- Nov 13, 2023
Cow Burps Seen From Space
On 2nd March 2022, high-resolution satellites owned and operated by GHGSat, the environmental data company, detected methane (CH4) emissions coming from an agricultural area in California’s Joaquin Valley.
Analysis later confirmed the source as being a feedlot 6 miles (10km) south-east of Bakersfield. This highlights the importance of tracking greenhouse gas emissions from cattle farming, and the ability to do so even from space.
Five emissions were recorded over the Bear 5 feedlot, ranging in size from 443 to 668kg/h. If sustained for a year, this would result in 5,116 tonnes of gas being released – enough to power 15,402 homes. The observations were made by high-resolution satellites the size of microwave ovens, orbiting at an altitude of 500kms (300miles). GHGSat pioneered this technology, which can pin point the exact source of even small leaks.
Agriculture is a major source of methane, a greenhouse gas c.84 times more potent than CO2 over 20 years. Cattle faming is responsible for c.3.7% of all emissions, with the world’s
1.4 billion cows each burping up to 500 litres of CH4 per day, due to a digestive process known as ‘enteric fermentation’.
Pollution from feedlots is a major issue. Used to quickly fatten cattle before slaughter, they are a common feature of beef production in Australia, Canada, EU and the US. The largest may contain upwards of 120,000 animals at any one time. California’s 1.4m cows are the biggest source of diary-related methane in the country, something the State is trying to address through legislation.

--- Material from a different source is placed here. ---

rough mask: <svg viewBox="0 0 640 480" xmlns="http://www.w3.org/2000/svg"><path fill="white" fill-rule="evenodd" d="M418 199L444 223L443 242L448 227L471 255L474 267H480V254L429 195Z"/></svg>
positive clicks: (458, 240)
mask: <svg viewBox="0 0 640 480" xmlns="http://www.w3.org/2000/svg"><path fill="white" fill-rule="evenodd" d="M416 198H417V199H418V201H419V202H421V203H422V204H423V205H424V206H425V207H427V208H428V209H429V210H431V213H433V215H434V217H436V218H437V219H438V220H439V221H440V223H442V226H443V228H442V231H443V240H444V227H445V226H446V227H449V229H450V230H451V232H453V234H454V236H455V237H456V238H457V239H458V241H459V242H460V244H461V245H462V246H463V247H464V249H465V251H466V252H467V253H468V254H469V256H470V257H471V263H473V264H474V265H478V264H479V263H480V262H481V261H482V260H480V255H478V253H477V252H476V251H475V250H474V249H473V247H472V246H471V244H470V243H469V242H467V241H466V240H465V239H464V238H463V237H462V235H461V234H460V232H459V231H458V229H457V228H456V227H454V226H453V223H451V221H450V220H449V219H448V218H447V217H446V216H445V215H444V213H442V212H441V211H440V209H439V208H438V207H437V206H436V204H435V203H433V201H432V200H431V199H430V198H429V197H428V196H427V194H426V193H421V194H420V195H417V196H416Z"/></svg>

In 2017, new rules came into effect targeting a 40% reduction in levels of methane and fluorinated gases in the atmosphere by 2030, compared with 2013 values.
A variety of techniques to cut cow emissions are being tested, including adding small quantities of seaweed to their feed. Accurate emissions measurement is essential, however, for targets to be enforced and new practices to be adopted by the beef-production industry.
Until now, practical solutions for measuring emissions have been elusive: ground-based monitoring is labour intensive, haphazard and can only scan small areas. Aircraft-mounted sensors can cover more ground, but also at a high cost. GHGSat has shown that satellites can monitor thousands of sites, every day, at low cost and so support immediate climate action.
GHGSat is the world-leader in emissions monitoring from space, and the only organisation – public or private – operating satellites designed for high-resolution greenhouse gas detection. It has been measuring methane emissions from hydropower, oil & gas, landfill and coal mining facilities since 2017, and its data is being provided to the United Nation’s IMEO programme (International Methane Emissions Observatory).
In 2021, GHGSat proved that satellites could accurately measure methane emissions from open-pit coal mines. The company is currently developing world-first methodologies to check emissions from offshore energy production facilities and will also be expanding its investigation of agricultural methane sources to include sugar beet and sugar cane production, and dairy farming.
GHGSat currently has three satellites in orbit with two more scheduled to launch this year.